The serious accusations currently voiced against the government and the religious situation in the country and the IDF, raises concern that, in fact, it stems from a deep hostility directed specifically towards the religious and right-wing community and its representatives, because these impossible demands are being made precisely from them, while towards the leftist leadership and representatives of the Haredi community are treated with tolerance and exaggerated backing.

Some of those criticizing the representatives of the national religious public in the Knesset and the government, demanding they solve and advance all these issues immediately, are the one’s who discredited them, caused the loss of votes, and weakened their position in the Knesset. In practice, it is forbidden to develop unrealistic expectations beyond the power that the voters gave them. Whoever develops exaggerated expectations causes their failure, and perhaps even does it on purpose to justify themselves for discrediting them before the elections and weakening their power.

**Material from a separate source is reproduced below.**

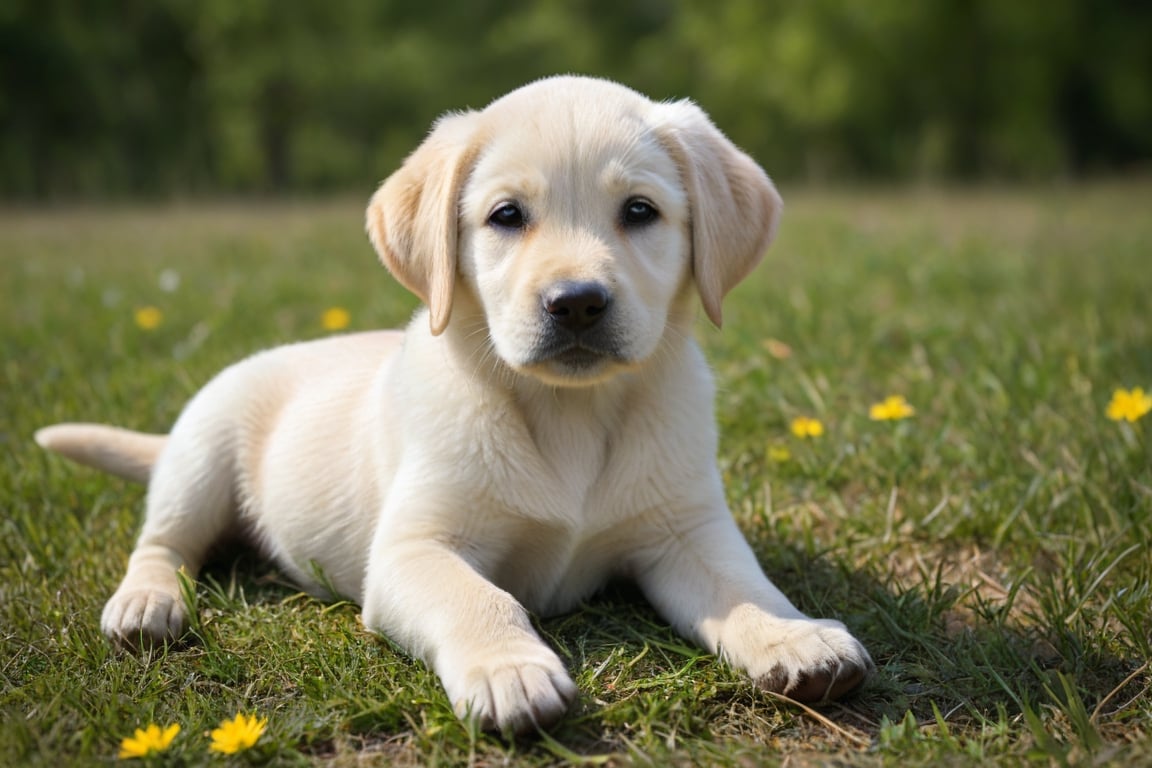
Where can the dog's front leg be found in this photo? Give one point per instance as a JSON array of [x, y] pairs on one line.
[[705, 580], [477, 637]]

Rabbi Tzvi Yehudah HaKohen Kook: Over What Issue Should a Government be Toppled?

The most serious debate on issues of religion and state – far more serious than the argument over the Kotel – was over the issue of conversion. After the secular courts legalized Reform conversions, several prominent rabbis demanded everything be done to change the law, and determine that only conversions according to halakha be recognized in the State of Israel. In their opinion, it was forbidden to participate in a government that did not remedy this issue. However, our teacher and guide, Rabbi Tzvi Yehudah HaKohen Kook was of the opinion that although the issue was important and should be vigorously fought for, it should not prevent the participation of the National Religious Party (Mafdal) in the government. Nevertheless, after the members of the Mafdal decided to resign from the government over this issue, Rabbi Kook maintained that they had to keep their word, and not crawl back into the government in disgrace.

On the other hand, when one of the Prime Ministers declared that he wouldn’t care if he had to visit Gush Etzion with a Jordanian visa, Rabbi Tzvi Yehudah was shocked with great pain. For days, he repeated in his discussions, lessons, and even in his sermon for Independence Day (1974): “For himself – he doesn’t care, but we, and all of Israel, do care!” He added: “He who will hear, let him hear; and he who will refuse to hear, let him refuse!” And he repeatedly declared that a Prime Minister who could say such a thing, does not deserve to be the Prime Minister of Israel.

The Prime Minister’s standing at the time seemed firm. A few weeks later the government fell, due to the arrival of airplanes on Shabbat evening. I heard from my uncle, Rabbi Remer ztz”l, that Rabbi Goldwicht ztz”l, Rosh Yeshiva Kerem B’Yavneh, later said to Rabbi Tzvi Yehudah: “Divine inspiration has appeared in our Beit Midrash (study hall)?” Rabbi Tzvi Yehudah responded by saying that it was not Divine inspiration, just that one needed to distinguish between a shortcoming and decay. Sometimes the shortcomings are immense, but it is still possible to continue to live with them until they are amended; but when there is decay, it is much worse, making it impossible to continue.

Today our situation is much better, and may we merit to complete all of the shortcomings.